Mears Group Plc

As mentioned yesterday this was an investment added as a monthly short-mid term “feeder” investment for my SIPP last month, and will likely remain whilst the price remains attractive and below my max buy price, which would be circa 350p at present (Today this trades at 250p.

So why Mears, and not one of the other companies in sector (social housing repair/maintenance)? The shareprice has fallen heavily since the results & they have now hit the magical Yield figure to make me interested. The recent graph doesn’t look good though:

Graph courtesy of Sharepad.co.uk/Sharescope with their permission

The yield is a pleasant 4.8% with 2.3X cover, and the PE hasn’t been this low since ~1999. Also the annual report makes for reasonable reading and does explain the dip a little. Large shareholders (Primestone) have added funding only in November at £3.31 price, making my purchase at 260p seem very cheap – which has reassured I was not the only person seeing value here.
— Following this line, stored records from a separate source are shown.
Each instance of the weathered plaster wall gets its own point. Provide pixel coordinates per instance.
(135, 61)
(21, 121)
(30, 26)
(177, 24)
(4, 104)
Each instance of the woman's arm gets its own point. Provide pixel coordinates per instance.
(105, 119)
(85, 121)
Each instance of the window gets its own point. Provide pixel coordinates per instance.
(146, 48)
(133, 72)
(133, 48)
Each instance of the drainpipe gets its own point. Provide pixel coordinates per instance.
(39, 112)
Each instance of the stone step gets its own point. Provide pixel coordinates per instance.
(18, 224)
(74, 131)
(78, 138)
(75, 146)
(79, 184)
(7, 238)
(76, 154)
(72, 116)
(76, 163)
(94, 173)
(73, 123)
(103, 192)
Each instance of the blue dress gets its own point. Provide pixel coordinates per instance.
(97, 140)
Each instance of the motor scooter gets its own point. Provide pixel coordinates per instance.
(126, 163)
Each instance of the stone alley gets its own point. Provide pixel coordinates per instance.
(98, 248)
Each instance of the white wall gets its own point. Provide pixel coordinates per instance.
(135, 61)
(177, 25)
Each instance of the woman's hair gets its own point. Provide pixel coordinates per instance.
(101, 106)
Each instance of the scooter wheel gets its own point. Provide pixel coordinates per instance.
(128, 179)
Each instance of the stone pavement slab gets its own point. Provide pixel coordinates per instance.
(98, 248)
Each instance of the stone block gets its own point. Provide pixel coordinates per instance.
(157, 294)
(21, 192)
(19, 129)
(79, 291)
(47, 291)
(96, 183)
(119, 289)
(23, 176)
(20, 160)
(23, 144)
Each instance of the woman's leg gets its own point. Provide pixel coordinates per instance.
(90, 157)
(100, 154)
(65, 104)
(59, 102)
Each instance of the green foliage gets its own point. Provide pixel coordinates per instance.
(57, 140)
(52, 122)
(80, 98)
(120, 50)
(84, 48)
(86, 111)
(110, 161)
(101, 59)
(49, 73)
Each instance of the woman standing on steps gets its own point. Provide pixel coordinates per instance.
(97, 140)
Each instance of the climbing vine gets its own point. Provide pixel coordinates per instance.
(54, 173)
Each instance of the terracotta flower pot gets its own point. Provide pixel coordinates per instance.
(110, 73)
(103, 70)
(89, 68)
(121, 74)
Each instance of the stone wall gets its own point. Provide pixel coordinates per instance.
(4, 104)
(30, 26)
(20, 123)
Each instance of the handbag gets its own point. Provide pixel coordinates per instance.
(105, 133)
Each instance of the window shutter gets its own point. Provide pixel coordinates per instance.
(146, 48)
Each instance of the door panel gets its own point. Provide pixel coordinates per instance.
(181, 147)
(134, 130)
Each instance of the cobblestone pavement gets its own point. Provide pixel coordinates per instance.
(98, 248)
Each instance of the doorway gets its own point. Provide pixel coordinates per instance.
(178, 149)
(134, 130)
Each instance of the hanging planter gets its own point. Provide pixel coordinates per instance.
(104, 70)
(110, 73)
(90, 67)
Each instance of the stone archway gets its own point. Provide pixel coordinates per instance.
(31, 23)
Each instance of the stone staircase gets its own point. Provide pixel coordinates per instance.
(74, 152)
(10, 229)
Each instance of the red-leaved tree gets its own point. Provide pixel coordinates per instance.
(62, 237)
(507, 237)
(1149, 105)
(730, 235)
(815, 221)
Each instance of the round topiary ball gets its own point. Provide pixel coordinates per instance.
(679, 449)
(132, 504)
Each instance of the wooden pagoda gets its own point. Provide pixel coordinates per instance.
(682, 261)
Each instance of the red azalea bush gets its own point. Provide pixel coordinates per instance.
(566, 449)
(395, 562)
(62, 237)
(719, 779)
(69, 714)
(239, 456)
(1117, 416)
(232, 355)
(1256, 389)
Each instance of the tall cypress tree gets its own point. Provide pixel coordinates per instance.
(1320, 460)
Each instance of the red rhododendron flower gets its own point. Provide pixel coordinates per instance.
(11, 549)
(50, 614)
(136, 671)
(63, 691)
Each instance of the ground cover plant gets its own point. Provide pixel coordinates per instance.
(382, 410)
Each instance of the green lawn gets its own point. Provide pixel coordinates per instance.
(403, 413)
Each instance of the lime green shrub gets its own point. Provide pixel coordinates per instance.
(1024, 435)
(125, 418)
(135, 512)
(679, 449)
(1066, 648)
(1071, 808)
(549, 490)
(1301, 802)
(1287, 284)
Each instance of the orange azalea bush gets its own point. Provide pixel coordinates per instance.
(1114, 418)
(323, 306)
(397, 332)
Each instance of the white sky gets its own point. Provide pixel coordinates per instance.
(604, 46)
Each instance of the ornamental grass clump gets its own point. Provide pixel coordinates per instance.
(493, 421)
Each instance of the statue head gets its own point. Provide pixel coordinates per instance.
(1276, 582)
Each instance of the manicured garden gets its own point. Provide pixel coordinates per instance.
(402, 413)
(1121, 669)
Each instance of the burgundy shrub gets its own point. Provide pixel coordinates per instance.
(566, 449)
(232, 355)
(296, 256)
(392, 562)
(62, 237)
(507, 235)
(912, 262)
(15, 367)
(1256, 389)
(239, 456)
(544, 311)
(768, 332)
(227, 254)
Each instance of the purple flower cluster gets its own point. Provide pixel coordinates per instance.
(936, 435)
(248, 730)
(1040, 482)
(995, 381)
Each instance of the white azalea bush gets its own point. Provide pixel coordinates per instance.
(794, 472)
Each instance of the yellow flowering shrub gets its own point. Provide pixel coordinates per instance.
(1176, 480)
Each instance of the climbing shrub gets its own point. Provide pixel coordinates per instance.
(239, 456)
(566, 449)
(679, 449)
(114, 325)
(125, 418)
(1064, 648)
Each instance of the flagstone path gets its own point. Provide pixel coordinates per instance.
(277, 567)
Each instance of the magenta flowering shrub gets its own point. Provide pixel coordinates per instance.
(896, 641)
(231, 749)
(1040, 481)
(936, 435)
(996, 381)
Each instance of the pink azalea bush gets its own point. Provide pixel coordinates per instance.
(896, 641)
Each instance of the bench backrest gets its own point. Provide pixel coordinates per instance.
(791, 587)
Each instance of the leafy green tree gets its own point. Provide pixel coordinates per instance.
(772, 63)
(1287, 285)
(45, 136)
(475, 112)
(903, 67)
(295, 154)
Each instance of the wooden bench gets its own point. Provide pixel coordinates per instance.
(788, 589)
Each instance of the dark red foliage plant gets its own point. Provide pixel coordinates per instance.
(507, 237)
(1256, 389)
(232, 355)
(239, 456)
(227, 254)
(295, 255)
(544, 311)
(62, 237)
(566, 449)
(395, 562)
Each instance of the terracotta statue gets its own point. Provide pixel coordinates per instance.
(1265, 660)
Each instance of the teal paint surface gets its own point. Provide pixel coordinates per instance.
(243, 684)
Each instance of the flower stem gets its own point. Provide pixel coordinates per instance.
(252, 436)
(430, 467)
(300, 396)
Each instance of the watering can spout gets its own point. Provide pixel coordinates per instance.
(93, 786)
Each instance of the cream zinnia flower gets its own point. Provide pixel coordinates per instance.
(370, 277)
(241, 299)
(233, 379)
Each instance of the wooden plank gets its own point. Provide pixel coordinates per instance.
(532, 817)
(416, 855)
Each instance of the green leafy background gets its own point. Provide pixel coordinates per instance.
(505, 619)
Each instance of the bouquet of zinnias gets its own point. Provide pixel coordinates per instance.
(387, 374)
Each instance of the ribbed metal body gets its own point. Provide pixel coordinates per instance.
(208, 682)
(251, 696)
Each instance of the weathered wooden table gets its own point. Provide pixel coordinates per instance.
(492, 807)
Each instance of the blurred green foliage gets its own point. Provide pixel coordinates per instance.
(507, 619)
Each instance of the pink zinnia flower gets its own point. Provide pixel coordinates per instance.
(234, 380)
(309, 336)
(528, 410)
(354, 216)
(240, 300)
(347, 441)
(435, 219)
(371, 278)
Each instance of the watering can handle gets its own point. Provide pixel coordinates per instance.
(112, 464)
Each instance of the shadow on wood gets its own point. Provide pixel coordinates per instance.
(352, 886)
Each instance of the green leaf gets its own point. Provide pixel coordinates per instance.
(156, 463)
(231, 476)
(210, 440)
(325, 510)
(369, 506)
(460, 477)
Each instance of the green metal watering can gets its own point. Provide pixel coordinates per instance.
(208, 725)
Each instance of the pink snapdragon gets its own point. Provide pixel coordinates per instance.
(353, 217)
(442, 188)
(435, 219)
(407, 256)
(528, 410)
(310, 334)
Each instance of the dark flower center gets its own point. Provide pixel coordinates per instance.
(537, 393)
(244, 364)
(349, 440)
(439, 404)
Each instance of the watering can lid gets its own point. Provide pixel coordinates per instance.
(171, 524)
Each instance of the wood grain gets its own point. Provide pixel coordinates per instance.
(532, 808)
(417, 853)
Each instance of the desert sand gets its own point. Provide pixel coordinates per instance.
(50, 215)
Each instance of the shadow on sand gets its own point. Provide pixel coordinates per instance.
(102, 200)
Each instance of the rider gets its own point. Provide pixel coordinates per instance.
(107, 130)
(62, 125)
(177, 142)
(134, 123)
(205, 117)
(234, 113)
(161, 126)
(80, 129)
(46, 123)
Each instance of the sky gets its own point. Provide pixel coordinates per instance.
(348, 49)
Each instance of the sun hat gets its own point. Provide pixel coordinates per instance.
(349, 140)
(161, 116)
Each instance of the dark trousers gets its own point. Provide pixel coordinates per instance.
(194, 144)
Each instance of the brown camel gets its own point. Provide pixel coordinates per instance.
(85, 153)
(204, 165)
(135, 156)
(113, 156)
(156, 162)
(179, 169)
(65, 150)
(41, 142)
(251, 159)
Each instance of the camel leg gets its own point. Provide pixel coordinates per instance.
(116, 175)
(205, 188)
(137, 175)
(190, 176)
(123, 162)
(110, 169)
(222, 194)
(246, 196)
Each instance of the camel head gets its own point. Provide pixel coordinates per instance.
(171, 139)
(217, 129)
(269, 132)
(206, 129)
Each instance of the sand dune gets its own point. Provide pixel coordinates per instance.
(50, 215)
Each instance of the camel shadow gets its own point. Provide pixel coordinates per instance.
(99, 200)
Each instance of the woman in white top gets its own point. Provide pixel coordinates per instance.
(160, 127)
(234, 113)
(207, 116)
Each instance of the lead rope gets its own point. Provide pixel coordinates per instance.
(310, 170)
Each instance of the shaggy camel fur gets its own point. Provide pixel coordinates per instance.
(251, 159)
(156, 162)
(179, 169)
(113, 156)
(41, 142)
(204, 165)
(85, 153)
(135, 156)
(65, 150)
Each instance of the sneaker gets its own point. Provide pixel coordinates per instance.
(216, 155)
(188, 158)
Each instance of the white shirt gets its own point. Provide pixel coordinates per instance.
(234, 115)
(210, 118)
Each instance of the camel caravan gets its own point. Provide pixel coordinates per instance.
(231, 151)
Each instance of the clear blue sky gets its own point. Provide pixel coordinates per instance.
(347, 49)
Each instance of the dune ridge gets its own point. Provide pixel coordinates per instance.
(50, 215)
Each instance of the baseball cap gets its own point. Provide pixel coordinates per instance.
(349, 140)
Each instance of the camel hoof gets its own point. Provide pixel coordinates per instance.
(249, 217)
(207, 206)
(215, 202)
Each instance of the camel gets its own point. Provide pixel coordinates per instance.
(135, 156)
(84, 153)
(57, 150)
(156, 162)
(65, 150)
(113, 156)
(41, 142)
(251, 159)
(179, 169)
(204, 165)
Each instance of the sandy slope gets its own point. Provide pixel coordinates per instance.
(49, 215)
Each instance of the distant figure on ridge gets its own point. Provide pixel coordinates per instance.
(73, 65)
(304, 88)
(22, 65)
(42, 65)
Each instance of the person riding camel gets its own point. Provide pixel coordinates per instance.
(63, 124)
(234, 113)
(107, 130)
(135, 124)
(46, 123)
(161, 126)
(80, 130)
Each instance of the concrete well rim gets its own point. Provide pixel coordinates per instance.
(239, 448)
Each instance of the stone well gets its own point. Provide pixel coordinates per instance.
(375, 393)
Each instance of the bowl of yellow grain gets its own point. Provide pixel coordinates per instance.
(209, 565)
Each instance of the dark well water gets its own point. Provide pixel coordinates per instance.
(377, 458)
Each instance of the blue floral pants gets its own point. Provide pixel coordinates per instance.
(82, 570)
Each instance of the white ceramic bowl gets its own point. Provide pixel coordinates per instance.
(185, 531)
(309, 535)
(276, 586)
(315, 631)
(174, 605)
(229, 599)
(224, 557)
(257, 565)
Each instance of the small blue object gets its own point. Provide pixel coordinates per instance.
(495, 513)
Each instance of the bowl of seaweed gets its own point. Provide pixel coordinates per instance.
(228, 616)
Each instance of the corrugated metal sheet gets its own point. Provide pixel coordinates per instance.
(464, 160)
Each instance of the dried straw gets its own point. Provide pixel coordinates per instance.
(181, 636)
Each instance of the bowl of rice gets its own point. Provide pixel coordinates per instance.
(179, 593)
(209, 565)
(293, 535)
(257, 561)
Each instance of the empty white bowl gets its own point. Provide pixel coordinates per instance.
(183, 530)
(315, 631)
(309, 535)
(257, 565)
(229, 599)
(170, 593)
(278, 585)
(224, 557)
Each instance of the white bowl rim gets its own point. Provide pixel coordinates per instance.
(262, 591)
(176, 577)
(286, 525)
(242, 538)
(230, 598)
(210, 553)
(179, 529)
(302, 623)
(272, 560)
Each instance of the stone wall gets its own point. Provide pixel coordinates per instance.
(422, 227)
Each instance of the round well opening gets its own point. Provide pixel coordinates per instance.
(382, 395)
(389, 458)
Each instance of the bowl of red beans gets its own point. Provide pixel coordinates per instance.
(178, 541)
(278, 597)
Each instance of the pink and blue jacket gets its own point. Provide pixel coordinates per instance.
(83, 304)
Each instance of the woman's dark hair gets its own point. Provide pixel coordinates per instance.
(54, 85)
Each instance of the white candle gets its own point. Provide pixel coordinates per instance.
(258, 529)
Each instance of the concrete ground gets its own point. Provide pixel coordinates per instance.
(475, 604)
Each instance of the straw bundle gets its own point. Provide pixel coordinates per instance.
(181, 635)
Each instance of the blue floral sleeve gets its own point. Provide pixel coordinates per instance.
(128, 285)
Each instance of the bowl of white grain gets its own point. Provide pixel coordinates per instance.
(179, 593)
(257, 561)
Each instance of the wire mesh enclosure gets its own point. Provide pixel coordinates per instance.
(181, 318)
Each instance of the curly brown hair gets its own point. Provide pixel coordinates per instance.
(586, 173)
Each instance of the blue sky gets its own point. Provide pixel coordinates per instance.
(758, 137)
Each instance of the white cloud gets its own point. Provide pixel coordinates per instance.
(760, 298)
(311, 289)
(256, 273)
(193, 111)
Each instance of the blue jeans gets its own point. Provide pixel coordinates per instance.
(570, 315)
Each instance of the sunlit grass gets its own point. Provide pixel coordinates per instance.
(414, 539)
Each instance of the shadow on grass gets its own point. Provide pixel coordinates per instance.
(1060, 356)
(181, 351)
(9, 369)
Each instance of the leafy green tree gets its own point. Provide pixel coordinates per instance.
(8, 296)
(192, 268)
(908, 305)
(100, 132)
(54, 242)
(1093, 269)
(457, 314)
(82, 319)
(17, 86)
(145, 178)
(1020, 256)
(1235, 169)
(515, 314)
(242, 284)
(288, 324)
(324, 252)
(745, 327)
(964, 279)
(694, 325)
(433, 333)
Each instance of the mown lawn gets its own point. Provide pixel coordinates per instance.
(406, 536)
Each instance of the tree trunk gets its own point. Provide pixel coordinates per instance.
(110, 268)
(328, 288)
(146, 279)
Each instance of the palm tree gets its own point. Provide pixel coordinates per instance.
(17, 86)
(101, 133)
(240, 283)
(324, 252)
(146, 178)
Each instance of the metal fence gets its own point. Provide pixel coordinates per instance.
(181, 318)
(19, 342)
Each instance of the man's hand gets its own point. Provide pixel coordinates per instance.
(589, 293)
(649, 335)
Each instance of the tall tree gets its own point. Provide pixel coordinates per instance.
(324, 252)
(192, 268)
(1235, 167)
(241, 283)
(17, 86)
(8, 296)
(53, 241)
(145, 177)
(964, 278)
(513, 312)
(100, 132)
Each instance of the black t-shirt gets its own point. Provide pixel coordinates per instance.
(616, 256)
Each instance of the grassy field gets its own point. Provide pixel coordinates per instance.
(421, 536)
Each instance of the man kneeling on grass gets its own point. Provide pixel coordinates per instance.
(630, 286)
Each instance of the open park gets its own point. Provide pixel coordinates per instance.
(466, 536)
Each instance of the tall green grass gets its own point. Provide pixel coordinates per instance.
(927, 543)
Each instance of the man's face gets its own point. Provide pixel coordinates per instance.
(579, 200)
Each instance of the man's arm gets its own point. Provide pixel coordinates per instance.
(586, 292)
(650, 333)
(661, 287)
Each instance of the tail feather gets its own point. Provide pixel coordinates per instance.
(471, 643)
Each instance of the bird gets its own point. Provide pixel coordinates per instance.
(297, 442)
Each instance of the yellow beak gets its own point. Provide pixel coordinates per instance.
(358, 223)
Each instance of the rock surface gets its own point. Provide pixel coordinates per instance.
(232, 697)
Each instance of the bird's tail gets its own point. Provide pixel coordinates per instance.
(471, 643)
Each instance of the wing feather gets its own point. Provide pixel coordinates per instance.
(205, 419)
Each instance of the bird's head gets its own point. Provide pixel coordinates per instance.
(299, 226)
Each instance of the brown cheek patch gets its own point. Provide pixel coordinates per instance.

Mears were on my target list prior to their results at this higher price level due to the previous years results being “acceptable”, . This dip probably did make me add them to the portfolio a few months ahead of planning. (I also had XP Power on the list to add this month, but they were near 20% up from when I had marked to purchase, so did not seem appropriate to add at this time from the 2 potential targets).

What I can’t dispute however, is the likely fact that caused this is the operating cash flow is at an all time low (lowest since 2014) – so I consider this given this a little bit of a punt over 12 months, however, this is a company that looks to have better figures than in 2012, but is currently trading at the same book valuation (despite the fact there is clearly a better forward order book (from the annual report). With the long procurement times in this sector, they fit my target list as a long-term likely gaining share with decent dividend prospects.

My prediction is for a recovery over the coming years, but I could be wrong, hence why I am funding this with 10% of net new “income” to the SIPP over the likely the next year, which will represent under a 4% net holding by end of year.